10. Qualitative Data: NON numerical (characteristics)
11. Quantitative Data: numerical 
Qual = an increase or decrease 
Quan = 10 inches

Sunday, August 26, 2012

Survival Activity

Over the first two days of stats class, our groups were given a list of 11 items given to us after surviving a plane crash in Canada. We were to rank the items in order of importance, compare our results with the class, then with an actual survivalist, and calculate the statistics to determine the best survivor.

My group would not have survived very well because our rankings were all over the place for each item, they could range anywhere from 1-11 on inportance. For example, the mean for a ball of steel wool was 5.6 for the class, where the expert ranking was 2. The same thing happened with the pistol and map. The items that were ranked nearly the same by the class were the extra clothes, the canvas and the newspaper because everyone knew a use for them.

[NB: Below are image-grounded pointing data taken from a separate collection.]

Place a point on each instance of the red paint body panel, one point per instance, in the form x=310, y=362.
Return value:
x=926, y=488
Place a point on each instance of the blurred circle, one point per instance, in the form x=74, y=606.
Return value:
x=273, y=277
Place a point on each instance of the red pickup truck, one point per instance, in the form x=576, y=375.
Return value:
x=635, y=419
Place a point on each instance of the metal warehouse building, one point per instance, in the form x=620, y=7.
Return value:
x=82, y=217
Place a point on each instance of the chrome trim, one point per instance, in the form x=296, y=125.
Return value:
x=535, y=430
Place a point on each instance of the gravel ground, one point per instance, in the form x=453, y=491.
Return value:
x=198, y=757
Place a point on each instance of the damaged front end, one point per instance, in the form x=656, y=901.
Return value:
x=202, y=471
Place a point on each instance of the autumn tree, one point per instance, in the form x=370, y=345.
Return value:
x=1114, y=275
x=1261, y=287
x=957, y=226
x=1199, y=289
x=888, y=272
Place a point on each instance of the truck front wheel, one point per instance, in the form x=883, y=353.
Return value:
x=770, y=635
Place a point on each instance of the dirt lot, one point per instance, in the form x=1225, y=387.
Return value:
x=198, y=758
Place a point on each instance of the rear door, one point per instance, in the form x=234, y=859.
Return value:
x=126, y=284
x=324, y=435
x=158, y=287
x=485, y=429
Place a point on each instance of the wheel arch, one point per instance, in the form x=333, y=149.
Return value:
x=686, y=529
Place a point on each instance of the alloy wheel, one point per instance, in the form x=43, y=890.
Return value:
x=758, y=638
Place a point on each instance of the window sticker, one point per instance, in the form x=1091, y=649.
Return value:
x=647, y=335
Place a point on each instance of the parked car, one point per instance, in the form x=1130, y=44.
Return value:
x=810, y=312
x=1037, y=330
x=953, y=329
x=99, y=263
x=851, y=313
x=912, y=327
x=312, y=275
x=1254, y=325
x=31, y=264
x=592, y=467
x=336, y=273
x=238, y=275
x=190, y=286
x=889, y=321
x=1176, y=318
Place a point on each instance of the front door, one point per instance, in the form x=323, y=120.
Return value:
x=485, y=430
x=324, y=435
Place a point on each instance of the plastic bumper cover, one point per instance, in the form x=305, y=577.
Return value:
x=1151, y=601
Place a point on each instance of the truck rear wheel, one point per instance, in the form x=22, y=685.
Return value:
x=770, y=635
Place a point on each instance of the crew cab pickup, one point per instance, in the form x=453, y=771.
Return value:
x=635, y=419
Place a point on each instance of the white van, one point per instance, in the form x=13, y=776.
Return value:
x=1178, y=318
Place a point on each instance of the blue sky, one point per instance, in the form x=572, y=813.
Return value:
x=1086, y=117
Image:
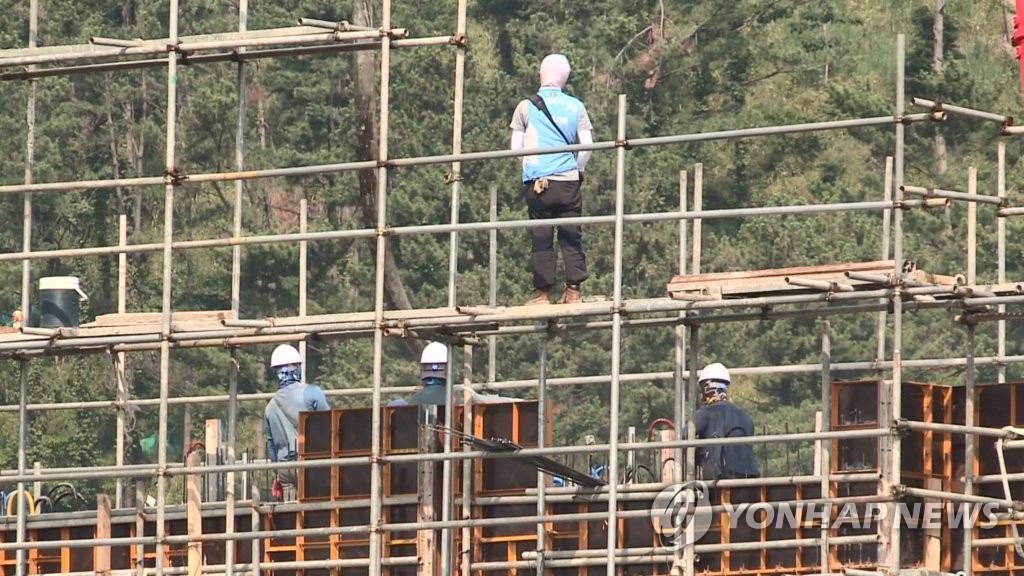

I personally would not have survived well because my absolute value difference was 4.5. The reasoning for this was because I saw different uses for certain items compared to the class and survivalist. For example, I ranked the lighter 11 because it has no fluid, not thinking it would still spark to start a fire. The survivalist ranked it 1, making my rank of 11 an outlier in my data.